News Room

Drug Wars Get Attention From Cabinet
March 22, 2009

On Wednesday, Homeland Security Secretary Janet Napolitano will appear on Capitol Hill specifically to address the crisis for the first time. The hearing, before the full Senate Committee on Homeland Security and Governmental Affairs, also will offer the highest level of attention from Congress on the issue thus far, following a string of subcommittee hearings in both chambers during the past two weeks.

Written by Cam Simpson, The Wall Street Journal

Mexico

Two Obama cabinet members work this week to assuage concerns both at home and abroad about the drug wars along the Mexican border.

On Wednesday, Homeland Security Secretary Janet Napolitano will appear on Capitol Hill specifically to address the crisis for the first time. The hearing, before the full Senate Committee on Homeland Security and Governmental Affairs, also will offer the highest level of attention from Congress on the issue thus far, following a string of subcommittee hearings in both chambers during the past two weeks.

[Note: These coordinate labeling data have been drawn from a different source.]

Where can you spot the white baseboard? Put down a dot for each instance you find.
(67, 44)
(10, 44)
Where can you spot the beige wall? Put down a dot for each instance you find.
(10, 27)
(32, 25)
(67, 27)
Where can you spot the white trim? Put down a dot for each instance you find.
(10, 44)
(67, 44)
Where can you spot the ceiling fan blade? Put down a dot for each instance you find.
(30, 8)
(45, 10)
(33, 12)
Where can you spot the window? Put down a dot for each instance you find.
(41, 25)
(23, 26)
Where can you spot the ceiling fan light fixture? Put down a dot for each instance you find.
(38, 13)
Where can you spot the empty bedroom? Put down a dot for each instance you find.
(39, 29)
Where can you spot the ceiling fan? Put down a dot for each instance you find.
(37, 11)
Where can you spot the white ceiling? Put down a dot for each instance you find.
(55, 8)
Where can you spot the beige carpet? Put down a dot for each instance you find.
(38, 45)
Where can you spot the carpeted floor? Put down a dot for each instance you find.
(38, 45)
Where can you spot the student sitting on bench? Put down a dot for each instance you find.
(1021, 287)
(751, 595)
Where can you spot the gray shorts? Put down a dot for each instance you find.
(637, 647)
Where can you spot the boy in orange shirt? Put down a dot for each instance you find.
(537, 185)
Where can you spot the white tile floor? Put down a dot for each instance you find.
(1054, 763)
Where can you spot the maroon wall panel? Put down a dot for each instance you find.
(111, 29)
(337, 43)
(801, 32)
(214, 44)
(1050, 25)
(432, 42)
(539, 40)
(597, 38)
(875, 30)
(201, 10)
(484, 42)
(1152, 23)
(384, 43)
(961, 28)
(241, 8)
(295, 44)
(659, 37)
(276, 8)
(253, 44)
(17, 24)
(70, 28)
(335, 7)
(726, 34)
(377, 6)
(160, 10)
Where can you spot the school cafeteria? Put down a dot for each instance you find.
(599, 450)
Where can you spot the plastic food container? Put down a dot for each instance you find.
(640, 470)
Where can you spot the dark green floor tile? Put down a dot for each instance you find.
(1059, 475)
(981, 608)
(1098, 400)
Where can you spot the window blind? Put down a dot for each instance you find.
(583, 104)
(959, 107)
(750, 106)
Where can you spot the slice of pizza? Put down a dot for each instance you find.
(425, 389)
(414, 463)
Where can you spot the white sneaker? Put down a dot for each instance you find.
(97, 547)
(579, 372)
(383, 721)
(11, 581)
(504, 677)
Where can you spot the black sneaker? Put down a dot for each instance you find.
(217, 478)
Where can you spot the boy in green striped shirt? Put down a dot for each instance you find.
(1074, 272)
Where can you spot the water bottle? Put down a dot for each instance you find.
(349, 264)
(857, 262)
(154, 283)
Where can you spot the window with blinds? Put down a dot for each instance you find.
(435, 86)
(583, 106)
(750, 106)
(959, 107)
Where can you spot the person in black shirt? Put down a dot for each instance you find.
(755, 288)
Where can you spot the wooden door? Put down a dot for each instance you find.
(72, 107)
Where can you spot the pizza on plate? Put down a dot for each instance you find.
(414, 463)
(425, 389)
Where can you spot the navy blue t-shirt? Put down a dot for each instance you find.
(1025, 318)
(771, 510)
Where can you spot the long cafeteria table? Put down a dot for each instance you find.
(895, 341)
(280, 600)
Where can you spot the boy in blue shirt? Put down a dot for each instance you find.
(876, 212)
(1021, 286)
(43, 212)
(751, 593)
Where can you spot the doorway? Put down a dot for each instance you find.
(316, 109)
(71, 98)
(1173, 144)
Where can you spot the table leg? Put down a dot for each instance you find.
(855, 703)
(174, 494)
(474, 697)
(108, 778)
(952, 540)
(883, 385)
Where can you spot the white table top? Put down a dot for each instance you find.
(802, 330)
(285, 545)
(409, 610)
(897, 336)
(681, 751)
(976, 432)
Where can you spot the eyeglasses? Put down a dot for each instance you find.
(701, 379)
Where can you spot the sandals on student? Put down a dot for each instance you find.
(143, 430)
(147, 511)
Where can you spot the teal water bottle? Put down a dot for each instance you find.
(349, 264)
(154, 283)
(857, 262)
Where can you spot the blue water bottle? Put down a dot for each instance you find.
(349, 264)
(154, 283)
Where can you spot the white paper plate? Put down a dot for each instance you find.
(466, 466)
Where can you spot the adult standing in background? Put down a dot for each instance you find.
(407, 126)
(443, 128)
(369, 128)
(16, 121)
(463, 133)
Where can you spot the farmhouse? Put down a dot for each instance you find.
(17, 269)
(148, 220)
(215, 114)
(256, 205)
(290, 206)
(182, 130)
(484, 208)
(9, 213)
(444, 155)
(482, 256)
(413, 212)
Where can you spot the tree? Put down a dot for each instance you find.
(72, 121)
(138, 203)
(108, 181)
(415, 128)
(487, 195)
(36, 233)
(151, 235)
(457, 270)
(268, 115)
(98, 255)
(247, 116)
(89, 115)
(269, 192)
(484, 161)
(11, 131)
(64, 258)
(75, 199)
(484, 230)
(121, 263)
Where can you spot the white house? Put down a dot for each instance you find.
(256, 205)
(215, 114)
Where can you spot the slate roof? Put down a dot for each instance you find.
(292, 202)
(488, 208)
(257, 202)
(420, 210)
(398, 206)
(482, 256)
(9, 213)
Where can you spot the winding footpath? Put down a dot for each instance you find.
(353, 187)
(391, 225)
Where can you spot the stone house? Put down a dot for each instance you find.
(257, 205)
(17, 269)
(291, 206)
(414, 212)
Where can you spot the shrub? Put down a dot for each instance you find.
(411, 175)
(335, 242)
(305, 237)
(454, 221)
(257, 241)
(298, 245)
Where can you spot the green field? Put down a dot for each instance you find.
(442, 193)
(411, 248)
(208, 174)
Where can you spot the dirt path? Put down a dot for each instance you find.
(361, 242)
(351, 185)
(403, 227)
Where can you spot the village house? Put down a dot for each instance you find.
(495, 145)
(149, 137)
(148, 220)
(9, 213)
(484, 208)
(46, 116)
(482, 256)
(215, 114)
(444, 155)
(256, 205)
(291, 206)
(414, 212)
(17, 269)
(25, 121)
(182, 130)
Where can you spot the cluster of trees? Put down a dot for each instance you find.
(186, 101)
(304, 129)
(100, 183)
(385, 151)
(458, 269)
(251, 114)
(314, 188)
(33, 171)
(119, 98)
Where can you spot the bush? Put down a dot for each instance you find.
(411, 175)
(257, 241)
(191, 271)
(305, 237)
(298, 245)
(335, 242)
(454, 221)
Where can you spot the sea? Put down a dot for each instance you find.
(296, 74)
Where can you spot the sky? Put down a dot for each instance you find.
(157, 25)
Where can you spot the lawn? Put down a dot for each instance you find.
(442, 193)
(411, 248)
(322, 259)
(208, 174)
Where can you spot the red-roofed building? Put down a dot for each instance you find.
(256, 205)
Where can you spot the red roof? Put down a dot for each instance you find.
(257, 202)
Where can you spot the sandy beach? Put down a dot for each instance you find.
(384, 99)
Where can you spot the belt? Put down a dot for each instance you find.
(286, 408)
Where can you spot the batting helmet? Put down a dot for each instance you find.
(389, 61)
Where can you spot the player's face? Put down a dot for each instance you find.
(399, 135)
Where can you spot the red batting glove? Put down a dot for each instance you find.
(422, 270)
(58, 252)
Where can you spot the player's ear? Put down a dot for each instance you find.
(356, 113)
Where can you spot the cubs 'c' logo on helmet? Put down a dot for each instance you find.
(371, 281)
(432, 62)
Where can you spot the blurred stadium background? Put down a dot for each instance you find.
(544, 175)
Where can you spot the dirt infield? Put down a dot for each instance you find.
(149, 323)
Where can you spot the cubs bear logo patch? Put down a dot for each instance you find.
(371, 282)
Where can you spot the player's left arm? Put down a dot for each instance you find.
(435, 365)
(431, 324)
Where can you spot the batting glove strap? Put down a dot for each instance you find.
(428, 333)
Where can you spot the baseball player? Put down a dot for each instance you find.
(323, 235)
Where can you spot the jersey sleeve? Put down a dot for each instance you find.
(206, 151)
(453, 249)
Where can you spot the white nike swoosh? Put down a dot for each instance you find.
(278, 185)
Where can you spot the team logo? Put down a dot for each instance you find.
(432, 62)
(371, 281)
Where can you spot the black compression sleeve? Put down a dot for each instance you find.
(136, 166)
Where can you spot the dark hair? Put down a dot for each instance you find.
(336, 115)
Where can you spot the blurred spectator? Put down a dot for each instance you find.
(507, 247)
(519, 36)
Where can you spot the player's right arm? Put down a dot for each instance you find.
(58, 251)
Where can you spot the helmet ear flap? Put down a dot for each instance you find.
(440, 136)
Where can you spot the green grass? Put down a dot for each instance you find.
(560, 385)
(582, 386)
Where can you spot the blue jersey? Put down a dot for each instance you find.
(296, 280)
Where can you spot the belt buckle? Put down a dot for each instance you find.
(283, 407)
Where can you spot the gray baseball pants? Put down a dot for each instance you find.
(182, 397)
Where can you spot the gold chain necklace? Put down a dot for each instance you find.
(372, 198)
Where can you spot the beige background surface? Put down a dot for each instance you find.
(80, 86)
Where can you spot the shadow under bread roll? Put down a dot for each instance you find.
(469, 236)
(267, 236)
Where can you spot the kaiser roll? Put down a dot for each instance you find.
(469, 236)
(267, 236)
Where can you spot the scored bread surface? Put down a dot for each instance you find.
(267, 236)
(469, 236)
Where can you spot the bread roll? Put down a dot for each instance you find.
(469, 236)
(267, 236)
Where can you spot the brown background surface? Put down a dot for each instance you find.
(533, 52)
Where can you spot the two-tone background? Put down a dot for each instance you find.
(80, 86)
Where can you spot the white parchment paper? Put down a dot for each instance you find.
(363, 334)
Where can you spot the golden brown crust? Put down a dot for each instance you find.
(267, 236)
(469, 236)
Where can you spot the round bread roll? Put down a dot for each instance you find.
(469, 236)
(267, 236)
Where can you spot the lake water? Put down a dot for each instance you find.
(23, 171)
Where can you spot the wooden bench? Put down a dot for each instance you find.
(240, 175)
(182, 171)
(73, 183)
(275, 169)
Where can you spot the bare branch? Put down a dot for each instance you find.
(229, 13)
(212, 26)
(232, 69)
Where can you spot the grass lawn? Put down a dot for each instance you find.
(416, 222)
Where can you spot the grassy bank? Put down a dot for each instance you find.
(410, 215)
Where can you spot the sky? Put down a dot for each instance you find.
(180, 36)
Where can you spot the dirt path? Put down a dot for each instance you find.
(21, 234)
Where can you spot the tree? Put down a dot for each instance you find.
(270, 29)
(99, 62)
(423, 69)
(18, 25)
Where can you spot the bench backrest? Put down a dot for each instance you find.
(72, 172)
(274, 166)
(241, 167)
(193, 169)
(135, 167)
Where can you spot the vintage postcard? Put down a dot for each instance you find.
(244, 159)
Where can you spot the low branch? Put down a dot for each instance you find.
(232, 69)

Secretary of State Hillary Clinton is scheduled to arrive in Mexico the same day. The Obama administration has pledged continuing support for Mexican President Felipe Calderón's crackdown on Mexican drug lords who are warring in the nation's north over turf to sell drugs in Mexico and export them to the U.S. A new strategy, including more U.S. agents on the border, could be announced as soon as this week.

During the Senate hearing he is holding on Wednesday, Sen. Joe Lieberman, the Connecticut independent who is chairman of the homeland committee, is likely to raise his concerns about Ms. Napolitano's proposed spending plan on border defense for next year. In a letter to his Senate colleagues released last week, Mr. Lieberman pushed for an extra $100 million to counter Mexican drug-trafficking groups by targeting the guns and money from inside the U.S. that flow south across the border to the drug lords.

The government is girding for a possible Katrina-style disaster along the 2,000-mile-long Mexican border that would involve thousands of refugees flooding into the U.S. to escape surging violence in northern Mexico, or gunbattles beginning to routinely spill across the border.

Ms. Napolitano, formerly Arizona's governor, has said she inherited contingency plans from the Bush administration to handle such events, but she told reporters last week that the blueprints were being re-examined because they were crafted without input from the state and local officials who would be among the first to respond.